Every Monday through August 4 will bring a new movie and band lineup. In addition to Dumb and Dumber, the 2003 bill includes Crouching Tiger Hidden Dragon, The Matrix, and Lord of the Rings: The Two Towers, along with top local musicians such as the Fabulous Boogienauts, Matthew Moon, and the Denver Brass and Bagpipes.
"It's a guaranteed good time, rain or shine," promises Williams.
Bands start rocking at 7 p.m.; movies start rolling at dusk. Tickets, $7 to $10, are available at all King Soopers stores. For a complete summer schedule, go to www.redrocksonline.com or call 1-866-464-2626.
Children's Museum blows out thirty candles
By Susan Froyd
Once a kid, always a kid. That's why it's perpetually Never-Never Land at the Children's Museum of Denver, which for thirty years has catered to kids, diapered and beyond, as they climb up the ladder rungs of human development. Still, thirty years is longer than the typical childhood, so grown-up concerns will be addressed tonight at the Children's Museum 30th Birthday Bash. The event is a fundraiser that recalls the era of the museum's debut: a disco inferno of a '70s-themed party where you can dance the night away or catch your breath at the adjunct Chairs That Care Auction, featuring celeb-decorated child-sized armchairs.

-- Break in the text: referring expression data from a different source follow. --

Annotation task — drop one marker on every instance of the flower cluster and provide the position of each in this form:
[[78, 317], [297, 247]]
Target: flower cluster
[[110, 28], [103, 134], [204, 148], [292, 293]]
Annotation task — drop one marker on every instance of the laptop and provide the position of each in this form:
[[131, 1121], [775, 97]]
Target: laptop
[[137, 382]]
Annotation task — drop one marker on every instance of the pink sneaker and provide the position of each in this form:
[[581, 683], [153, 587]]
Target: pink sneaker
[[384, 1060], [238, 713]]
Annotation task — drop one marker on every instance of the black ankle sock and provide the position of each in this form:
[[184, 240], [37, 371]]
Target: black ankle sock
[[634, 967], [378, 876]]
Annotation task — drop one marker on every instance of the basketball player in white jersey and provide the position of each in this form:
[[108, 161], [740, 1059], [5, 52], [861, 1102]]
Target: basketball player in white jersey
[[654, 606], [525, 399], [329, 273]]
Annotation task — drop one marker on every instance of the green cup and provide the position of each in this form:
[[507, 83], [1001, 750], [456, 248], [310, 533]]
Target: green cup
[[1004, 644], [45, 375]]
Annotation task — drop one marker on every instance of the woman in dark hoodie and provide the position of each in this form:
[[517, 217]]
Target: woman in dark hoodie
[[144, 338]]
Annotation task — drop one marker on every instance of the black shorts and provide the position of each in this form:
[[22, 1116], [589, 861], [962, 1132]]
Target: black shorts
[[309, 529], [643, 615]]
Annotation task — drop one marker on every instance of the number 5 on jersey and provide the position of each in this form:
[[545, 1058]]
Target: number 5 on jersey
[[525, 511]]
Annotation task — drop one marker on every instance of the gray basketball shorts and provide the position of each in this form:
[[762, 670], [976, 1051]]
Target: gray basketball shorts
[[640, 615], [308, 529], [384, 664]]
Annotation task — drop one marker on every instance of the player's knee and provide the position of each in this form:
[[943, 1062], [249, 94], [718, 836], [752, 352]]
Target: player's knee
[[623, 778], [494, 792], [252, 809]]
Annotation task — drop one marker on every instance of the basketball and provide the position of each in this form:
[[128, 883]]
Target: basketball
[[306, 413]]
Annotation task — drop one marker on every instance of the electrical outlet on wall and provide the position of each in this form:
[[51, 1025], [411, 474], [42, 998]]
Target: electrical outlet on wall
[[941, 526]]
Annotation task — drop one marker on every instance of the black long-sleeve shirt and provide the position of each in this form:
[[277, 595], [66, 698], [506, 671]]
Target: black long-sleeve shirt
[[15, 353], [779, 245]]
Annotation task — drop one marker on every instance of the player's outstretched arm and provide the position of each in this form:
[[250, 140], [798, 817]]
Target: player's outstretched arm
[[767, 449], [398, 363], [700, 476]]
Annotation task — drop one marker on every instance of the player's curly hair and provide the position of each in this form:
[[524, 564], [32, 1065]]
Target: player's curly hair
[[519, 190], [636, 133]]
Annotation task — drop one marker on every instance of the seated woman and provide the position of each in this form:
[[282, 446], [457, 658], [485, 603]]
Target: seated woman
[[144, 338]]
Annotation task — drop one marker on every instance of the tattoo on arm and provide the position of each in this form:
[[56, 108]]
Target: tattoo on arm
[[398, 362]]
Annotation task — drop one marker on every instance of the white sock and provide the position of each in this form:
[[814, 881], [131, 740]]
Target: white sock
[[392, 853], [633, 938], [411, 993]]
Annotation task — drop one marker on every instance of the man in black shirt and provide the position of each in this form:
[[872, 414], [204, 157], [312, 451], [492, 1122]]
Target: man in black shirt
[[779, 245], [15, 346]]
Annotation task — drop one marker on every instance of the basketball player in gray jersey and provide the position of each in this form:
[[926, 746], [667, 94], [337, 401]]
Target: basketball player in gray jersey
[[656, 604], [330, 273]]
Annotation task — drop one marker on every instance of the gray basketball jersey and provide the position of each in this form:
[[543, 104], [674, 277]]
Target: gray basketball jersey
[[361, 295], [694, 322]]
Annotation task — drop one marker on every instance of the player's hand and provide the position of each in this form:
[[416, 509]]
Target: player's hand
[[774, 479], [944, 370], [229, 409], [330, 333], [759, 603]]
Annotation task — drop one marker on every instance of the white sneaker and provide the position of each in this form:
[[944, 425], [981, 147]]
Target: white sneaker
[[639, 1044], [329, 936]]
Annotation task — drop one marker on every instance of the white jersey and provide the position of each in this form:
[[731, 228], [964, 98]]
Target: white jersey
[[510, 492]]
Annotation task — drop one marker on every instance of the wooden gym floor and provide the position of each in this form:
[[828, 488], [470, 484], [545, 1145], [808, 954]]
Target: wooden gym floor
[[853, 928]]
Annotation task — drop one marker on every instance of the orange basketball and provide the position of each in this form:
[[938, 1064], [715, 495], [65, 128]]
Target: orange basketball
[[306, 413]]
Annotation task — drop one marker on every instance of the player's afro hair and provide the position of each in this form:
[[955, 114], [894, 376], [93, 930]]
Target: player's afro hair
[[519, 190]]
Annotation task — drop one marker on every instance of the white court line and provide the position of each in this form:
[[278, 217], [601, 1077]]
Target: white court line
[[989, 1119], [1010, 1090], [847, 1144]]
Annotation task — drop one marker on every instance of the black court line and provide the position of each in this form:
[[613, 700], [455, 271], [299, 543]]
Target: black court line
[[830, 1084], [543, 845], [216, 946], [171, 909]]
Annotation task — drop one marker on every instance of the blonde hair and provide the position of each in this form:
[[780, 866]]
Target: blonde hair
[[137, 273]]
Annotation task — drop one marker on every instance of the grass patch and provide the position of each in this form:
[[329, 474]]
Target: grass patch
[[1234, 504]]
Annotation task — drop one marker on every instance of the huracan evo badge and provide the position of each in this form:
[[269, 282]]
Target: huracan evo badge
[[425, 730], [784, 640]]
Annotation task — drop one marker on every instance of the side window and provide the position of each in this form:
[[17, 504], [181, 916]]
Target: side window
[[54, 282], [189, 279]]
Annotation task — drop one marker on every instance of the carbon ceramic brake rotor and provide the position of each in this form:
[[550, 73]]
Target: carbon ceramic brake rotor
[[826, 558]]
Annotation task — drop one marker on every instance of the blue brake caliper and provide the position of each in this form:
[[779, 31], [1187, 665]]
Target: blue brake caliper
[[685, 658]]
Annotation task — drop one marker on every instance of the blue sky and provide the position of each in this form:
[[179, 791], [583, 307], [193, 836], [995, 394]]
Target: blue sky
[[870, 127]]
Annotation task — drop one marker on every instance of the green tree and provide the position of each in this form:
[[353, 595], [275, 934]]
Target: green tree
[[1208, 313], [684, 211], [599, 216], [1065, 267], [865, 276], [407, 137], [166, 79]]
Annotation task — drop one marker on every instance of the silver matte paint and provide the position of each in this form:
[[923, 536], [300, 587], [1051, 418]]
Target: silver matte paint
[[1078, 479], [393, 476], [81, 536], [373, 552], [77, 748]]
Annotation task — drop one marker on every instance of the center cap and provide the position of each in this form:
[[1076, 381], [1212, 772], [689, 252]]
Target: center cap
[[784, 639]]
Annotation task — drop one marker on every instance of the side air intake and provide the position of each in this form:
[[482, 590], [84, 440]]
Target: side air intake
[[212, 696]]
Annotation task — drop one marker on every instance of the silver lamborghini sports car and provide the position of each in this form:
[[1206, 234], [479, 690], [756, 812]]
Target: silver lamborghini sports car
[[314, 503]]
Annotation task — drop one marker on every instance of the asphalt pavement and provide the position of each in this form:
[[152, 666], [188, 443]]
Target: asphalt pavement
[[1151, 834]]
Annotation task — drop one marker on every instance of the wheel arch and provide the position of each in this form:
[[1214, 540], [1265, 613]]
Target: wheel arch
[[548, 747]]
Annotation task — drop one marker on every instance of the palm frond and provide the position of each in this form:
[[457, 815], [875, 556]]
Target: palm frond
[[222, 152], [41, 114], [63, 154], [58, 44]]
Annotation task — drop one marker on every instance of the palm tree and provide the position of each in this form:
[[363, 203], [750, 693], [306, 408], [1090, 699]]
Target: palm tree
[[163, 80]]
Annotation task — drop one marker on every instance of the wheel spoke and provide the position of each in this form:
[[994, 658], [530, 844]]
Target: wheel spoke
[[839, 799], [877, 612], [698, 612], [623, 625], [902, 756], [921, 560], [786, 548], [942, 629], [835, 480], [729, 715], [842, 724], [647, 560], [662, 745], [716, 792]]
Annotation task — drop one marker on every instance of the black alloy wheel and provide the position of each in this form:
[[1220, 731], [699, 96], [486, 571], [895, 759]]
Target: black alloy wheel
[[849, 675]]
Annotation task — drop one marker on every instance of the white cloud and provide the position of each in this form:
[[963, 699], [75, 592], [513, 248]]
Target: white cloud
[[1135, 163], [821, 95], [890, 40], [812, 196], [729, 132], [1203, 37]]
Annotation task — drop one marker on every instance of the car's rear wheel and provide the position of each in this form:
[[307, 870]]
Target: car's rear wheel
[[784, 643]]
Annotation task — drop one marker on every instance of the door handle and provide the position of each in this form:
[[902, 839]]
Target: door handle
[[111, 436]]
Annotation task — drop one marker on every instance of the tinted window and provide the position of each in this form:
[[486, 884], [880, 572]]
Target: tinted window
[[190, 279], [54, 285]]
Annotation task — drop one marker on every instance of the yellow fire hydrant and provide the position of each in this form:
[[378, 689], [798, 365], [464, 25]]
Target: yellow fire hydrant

Afterward, the museum should conceivably be ready for thirty more years as a multi-generational resource. "Children who played here thirty years ago are now bringing their children to the museum," says spokeswoman Alaina Green.
Let's help keep 'em in the fold: The Birthday Bash starts at 6:30 at the museum, 2121 Children's Museum Drive; tickets range from $100 to $250. Call 303-433-7444, ext. 122, or log on to www.mychildsmuseum.org.